Il y a quelque chose du musicien chez Dieu. Pour nous parler de lui, Dieu a eu besoin de nombreux intermédiaires. Il a fallu qu’il leur confie ce que lui-même voyait et entendait quand il a créé le monde, quand il a créé homme et femme à son image. C’était un risque. Dieu aurait besoin de quelqu’un qui serait capable de lire et d’entendre dans la création ce que lui-même voyait et entendait « au commencement ». C’était un risque. Dieu s’exposait à toutes les déformations auxquelles le compositeur est exposé. Mais c’était aussi s’ouvrir à la possibilité d’une véritable recréation, le jour où quelqu’un d’autre y poserait à son tour son regard, son oreille, et pour tout dire son cœur. Mirabilius reformasti pour rappeler la formule latine. Recréé de façon plus merveilleuse encore. Nous le disons de l’incarnation, de ce moment où le Fils de Dieu est venu et a vu ce que son Père voyait, a entendu ce que son Père entendait, a redit ce que son Père disait dès le commencement. Dans le regard que le Christ pose sur la création, il y a quelque chose du regard que l’interprète pose sur une partition, quand il sait qu’il doit rejoindre ce qu’a voulu le compositeur en posant la note à tel endroit. Il y a quelque chose de la recréation qui s’opère chaque fois qu’une œuvre est exécutée, de façon plus merveilleuse encore que ne pouvait le deviner le créateur lui-même. Dans l’interprétation que donne son Fils de la création sortie de ses mains, le Père découvre en quelque sorte son œuvre.

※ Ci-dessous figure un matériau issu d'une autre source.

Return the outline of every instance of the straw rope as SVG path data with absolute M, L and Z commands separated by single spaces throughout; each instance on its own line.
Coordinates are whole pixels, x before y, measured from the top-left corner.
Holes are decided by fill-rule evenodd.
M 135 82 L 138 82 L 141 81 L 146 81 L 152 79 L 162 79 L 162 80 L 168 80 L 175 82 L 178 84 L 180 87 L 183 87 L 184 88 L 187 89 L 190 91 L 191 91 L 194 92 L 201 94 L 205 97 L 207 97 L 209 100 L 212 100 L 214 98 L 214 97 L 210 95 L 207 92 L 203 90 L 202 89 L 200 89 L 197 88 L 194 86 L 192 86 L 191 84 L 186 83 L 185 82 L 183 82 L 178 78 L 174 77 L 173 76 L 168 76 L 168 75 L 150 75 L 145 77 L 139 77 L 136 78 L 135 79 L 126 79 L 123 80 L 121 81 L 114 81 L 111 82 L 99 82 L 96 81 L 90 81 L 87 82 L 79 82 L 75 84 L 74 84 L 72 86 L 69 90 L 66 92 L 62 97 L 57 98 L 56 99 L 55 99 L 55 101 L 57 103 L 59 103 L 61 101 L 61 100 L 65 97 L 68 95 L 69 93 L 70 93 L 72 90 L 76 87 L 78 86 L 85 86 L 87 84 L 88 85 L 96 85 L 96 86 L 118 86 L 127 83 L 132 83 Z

Elle est de lui, elle reste de lui, et pourtant son Fils, le « divin interprète » y apporte quelque chose de nouveau.

 

 

 

En cette fête de sainte Cécile, patronne des musiciens, nous pouvons, bien sûr, remercier tous ceux de nos frères qui nous permettent de communier davantage à ce que nous voyons écrit sur nos partitions. Pourquoi ne pas nous laisser conduire un peu plus loin et entrer ainsi un peu plus dans le secret de Dieu, communier un peu plus à sa démarche, découvrir un peu plus ce qui s’est passé dans son cœur quand il a cherché à se dire à nous et qu’il a choisi de le faire en inscrivant ses notes sur la grande partition qu’est l’univers. Et sans oublier qu’il y a tout de même une grande différence avec notre musique : de cette partition, tout le monde est capable de jouer. Tous, nous sommes capables de rejoindre ce que le Père a voulu, a vu, a entendu. Tous. C’est ce que le Fils est venu nous dire, de façon plus merveilleuse encore.